The difficulties at the outset will, however, be considerable. For the long continuance of abuse has in some measure conformed the whole trade of the country to its false principle. To make a sudden change, therefore, might destroy the few advantages which attend any trade, without securing those which must flow from one established upon sound mercantile principles, whenever such a trade can be established. The fact is, that the forcible direction which the trade of India has had towards Europe, to the neglect, or rather to the total abandoning, of the Asiatic, has of itself tended to carry even the internal business from the native merchant. The revival of trade in the native hands is of absolute necessity; but your Committee is of opinion that it will rather be the effect of a regular progressive course of endeavors for that purpose than of any one regulation, however wisely conceived.

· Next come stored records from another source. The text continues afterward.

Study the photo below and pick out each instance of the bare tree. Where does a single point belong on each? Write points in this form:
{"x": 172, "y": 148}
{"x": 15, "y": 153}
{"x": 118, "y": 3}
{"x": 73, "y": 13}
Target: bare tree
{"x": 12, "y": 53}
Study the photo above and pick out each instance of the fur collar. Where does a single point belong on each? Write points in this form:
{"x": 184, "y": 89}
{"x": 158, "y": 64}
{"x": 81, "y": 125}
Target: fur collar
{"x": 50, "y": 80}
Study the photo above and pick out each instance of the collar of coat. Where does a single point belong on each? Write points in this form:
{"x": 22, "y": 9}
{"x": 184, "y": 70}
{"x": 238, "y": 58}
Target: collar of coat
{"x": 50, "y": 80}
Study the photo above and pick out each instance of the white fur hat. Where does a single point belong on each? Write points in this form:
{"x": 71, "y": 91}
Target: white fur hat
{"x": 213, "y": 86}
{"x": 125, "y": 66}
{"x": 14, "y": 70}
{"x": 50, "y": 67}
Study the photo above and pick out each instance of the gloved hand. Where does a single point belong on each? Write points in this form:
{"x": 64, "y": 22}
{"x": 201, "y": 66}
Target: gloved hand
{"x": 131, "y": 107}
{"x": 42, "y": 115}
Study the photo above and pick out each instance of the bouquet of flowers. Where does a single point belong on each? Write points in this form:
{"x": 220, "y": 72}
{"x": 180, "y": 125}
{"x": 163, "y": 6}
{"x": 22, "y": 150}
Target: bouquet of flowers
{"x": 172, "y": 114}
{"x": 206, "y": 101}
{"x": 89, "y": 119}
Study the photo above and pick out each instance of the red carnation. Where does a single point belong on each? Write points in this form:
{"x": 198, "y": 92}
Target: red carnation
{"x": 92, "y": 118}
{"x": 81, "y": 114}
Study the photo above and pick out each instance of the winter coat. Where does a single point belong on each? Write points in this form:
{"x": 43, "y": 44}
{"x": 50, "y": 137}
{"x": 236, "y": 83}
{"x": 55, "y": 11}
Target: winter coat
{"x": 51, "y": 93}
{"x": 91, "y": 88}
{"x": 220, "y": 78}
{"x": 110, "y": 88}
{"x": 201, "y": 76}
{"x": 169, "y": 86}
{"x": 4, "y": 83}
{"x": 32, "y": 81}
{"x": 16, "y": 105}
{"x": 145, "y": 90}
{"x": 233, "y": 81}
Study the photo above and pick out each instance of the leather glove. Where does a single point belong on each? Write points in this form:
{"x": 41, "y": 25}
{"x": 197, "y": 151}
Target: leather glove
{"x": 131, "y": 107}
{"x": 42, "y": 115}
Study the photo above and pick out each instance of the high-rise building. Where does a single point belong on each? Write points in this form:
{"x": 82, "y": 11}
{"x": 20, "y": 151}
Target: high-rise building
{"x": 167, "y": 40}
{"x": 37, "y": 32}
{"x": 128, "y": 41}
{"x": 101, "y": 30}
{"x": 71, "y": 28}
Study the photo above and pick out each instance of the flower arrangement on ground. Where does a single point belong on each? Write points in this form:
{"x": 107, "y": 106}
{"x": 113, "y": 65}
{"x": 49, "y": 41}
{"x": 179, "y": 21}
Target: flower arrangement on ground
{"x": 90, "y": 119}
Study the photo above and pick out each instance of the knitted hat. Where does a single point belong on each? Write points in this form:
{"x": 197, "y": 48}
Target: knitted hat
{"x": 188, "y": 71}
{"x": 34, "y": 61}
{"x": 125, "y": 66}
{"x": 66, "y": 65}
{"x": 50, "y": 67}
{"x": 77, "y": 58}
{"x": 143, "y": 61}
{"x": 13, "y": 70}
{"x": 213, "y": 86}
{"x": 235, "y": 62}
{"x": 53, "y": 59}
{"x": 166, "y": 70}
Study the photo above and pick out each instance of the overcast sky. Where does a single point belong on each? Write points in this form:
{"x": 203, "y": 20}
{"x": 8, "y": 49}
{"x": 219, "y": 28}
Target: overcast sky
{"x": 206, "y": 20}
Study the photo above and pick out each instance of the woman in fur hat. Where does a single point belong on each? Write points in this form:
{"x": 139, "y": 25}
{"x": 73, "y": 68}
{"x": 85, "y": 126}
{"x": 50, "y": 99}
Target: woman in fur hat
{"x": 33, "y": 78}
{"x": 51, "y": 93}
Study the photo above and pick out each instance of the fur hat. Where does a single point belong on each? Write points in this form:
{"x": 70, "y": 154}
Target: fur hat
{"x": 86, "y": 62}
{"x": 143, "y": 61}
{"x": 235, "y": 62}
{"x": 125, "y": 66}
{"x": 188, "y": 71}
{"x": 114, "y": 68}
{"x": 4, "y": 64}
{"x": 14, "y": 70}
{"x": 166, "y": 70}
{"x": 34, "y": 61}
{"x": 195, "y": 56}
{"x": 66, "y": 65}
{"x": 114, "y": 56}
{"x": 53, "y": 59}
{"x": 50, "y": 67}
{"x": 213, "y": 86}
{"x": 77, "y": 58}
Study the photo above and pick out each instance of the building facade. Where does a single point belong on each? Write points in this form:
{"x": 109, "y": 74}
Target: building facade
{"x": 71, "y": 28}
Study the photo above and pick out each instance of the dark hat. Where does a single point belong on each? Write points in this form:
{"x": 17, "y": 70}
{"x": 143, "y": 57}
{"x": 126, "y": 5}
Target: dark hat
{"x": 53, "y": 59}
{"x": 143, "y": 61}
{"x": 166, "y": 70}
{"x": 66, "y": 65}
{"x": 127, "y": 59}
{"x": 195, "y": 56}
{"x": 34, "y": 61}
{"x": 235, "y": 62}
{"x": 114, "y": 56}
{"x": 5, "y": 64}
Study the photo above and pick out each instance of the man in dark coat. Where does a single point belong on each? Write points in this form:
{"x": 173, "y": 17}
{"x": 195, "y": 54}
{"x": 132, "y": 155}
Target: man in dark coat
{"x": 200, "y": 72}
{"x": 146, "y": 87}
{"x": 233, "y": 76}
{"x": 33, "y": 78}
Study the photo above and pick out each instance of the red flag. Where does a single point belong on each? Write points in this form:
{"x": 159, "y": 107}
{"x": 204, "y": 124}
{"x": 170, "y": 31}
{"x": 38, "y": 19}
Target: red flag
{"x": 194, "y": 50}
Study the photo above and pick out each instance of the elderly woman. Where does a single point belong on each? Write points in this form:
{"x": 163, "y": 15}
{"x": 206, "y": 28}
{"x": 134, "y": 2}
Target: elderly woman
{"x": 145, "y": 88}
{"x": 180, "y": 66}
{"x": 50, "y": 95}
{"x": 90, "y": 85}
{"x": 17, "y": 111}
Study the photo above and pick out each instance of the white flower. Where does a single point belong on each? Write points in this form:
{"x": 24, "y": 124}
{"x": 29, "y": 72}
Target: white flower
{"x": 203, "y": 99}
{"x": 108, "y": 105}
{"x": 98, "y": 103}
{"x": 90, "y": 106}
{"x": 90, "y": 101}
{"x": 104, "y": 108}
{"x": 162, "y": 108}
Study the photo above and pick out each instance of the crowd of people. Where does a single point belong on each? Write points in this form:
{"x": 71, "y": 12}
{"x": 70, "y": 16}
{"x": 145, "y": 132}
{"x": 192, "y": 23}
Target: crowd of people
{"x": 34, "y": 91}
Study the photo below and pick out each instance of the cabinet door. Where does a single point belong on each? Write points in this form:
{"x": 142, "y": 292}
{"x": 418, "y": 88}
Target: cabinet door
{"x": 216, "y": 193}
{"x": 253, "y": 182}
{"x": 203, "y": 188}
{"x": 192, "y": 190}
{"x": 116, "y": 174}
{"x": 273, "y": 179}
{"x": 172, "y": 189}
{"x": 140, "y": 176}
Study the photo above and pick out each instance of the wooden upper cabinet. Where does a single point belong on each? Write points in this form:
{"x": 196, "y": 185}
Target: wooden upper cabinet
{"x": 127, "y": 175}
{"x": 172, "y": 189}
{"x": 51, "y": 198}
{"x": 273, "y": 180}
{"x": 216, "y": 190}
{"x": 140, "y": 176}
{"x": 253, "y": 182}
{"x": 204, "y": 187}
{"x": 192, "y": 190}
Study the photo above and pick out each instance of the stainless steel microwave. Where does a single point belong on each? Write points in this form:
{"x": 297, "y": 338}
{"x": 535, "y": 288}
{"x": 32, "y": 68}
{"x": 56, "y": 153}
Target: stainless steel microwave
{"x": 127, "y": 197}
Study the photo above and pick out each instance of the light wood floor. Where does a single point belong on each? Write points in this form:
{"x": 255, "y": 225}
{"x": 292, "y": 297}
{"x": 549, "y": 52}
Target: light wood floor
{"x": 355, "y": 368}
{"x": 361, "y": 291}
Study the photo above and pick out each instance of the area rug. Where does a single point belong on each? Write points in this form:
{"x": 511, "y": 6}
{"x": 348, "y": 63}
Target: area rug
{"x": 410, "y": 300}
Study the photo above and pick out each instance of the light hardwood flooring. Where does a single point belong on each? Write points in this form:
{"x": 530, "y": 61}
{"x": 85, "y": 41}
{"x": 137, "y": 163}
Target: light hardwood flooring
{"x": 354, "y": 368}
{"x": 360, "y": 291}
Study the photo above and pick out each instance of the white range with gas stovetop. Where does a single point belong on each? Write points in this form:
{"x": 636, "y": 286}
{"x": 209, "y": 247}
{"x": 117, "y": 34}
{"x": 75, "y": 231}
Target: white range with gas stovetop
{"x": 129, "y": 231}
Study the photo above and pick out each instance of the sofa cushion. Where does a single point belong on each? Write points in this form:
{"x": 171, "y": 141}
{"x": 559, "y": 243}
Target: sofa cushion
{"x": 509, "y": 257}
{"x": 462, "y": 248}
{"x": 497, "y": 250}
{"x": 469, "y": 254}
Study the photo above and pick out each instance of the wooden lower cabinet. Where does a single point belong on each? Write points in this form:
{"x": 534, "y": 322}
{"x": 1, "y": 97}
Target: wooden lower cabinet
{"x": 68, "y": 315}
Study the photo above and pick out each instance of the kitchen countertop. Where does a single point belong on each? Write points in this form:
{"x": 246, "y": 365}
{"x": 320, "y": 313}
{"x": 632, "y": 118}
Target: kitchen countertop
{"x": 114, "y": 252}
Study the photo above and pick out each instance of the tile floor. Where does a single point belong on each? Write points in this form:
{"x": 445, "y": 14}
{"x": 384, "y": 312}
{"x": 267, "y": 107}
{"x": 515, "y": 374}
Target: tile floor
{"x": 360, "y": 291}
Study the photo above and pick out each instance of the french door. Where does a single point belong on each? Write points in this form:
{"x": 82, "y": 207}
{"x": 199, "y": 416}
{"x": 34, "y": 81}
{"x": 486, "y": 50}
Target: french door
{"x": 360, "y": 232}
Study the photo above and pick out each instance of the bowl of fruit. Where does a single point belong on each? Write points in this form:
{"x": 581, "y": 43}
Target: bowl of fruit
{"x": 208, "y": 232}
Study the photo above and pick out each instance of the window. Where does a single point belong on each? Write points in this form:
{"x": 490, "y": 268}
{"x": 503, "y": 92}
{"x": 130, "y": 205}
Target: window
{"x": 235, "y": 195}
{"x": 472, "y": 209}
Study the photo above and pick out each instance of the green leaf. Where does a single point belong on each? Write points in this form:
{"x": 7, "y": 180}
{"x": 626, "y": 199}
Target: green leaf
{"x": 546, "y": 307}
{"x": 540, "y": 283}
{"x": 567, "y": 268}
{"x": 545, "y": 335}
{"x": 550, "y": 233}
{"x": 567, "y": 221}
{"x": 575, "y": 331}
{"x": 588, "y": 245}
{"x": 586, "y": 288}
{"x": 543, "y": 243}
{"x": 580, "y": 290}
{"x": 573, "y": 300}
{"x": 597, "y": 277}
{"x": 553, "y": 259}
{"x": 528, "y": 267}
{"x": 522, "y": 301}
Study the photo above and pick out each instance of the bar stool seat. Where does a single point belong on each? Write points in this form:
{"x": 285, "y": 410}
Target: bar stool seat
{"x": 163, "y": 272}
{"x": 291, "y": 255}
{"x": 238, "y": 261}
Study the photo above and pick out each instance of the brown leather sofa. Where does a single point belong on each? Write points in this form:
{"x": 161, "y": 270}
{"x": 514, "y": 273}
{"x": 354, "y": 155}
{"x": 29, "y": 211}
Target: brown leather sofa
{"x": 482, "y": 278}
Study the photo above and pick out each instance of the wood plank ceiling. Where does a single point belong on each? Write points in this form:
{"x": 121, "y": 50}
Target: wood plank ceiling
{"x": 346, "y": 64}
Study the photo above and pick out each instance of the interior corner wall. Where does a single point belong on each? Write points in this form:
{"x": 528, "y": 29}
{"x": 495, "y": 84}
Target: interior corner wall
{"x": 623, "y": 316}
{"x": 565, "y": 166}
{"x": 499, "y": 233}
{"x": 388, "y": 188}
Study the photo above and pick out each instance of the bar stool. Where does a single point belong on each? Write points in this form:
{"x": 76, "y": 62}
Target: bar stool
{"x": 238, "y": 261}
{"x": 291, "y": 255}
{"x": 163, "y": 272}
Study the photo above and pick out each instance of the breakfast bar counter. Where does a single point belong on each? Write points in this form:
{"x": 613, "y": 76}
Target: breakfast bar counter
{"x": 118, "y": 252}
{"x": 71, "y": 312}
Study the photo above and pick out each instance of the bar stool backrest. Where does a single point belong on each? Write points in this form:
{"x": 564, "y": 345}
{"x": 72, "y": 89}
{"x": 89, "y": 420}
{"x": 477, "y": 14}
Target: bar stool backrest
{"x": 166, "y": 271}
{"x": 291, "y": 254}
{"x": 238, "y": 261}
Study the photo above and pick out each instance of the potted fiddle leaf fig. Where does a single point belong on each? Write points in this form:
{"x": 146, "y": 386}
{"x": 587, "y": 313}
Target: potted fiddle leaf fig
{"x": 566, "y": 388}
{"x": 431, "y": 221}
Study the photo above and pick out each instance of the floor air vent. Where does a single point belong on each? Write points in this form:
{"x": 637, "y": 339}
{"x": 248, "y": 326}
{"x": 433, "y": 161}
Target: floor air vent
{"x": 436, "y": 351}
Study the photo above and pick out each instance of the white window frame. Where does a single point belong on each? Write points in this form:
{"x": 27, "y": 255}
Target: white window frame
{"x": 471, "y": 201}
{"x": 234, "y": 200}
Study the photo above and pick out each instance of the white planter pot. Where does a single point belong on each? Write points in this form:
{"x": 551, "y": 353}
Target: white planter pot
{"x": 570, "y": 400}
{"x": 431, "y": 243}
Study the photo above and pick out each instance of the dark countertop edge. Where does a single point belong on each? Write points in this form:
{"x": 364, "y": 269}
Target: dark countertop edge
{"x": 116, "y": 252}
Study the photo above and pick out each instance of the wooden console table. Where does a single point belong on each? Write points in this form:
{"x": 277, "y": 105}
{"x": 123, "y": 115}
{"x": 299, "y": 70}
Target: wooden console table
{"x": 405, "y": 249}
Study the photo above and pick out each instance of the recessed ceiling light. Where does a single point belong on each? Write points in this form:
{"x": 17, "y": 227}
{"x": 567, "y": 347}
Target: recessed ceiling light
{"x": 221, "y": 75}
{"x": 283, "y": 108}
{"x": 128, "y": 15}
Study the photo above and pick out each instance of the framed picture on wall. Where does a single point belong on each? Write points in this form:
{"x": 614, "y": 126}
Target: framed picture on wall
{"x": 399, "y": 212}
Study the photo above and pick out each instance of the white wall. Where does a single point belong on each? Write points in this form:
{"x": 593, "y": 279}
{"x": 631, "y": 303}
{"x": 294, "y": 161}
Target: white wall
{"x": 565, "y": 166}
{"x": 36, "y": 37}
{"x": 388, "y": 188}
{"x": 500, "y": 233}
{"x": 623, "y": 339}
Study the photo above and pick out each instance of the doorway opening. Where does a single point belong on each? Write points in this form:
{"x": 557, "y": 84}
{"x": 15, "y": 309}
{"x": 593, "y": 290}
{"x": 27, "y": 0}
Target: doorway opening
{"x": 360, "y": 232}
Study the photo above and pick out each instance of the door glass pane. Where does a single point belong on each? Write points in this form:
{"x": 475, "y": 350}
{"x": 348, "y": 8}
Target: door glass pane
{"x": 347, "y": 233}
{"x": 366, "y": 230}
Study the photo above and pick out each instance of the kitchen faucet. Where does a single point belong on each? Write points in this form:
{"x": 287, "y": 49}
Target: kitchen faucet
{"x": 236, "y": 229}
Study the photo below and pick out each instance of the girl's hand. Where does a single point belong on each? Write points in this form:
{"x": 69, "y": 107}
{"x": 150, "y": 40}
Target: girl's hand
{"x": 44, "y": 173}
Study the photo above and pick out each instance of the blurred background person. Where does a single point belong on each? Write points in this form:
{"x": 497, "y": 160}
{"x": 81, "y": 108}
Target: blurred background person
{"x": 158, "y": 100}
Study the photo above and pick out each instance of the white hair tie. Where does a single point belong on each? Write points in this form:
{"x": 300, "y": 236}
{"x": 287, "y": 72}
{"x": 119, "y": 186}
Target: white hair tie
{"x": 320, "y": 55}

After this examination into the condition of the trade and traders in the principal articles provided for the investment to Europe, your Committee proceeded to take into consideration those articles the produce of which, after sale in Bengal, is to form a part of the fund for the purchase of other articles of investment, or to make a part of it in kind. These are, 1st, Opium,—2ndly, Saltpetre,—and, 3rdly, Salt. These are all monopolized.
OPIUM.
The first of the internal authorized monopolies is that of opium. This drug, extracted from a species of the poppy, is of extensive consumption in most of the Eastern markets. The best is produced in the province of Bahar: in Bengal it is of an inferior sort, though of late it has been improved. This monopoly is to be traced to the very origin of our influence in Bengal. It is stated to have begun at Patna so early as the year 1761, but it received no considerable degree of strength or consistence until the year 1765, when the acquisition of the Duanne opened a wide field for all projects of this nature. It was then adopted and owned as a resource for persons in office,—was managed chiefly by the civil servants of the Patna factory, and for their own benefit. The policy was justified on the usual principles on which monopolies are supported, and on some peculiar to the commodity, to the nature of the trade, and to the state of the country: the security against adulteration; the prevention of the excessive home consumption of a pernicious drug; the stopping an excessive competition, which by an over-proportioned supply would at length destroy the market abroad; the inability of the cultivator to proceed in an expensive and precarious culture without a large advance of capital; and, lastly, the incapacity of private merchants to supply that capital on the feeble security of wretched farmers.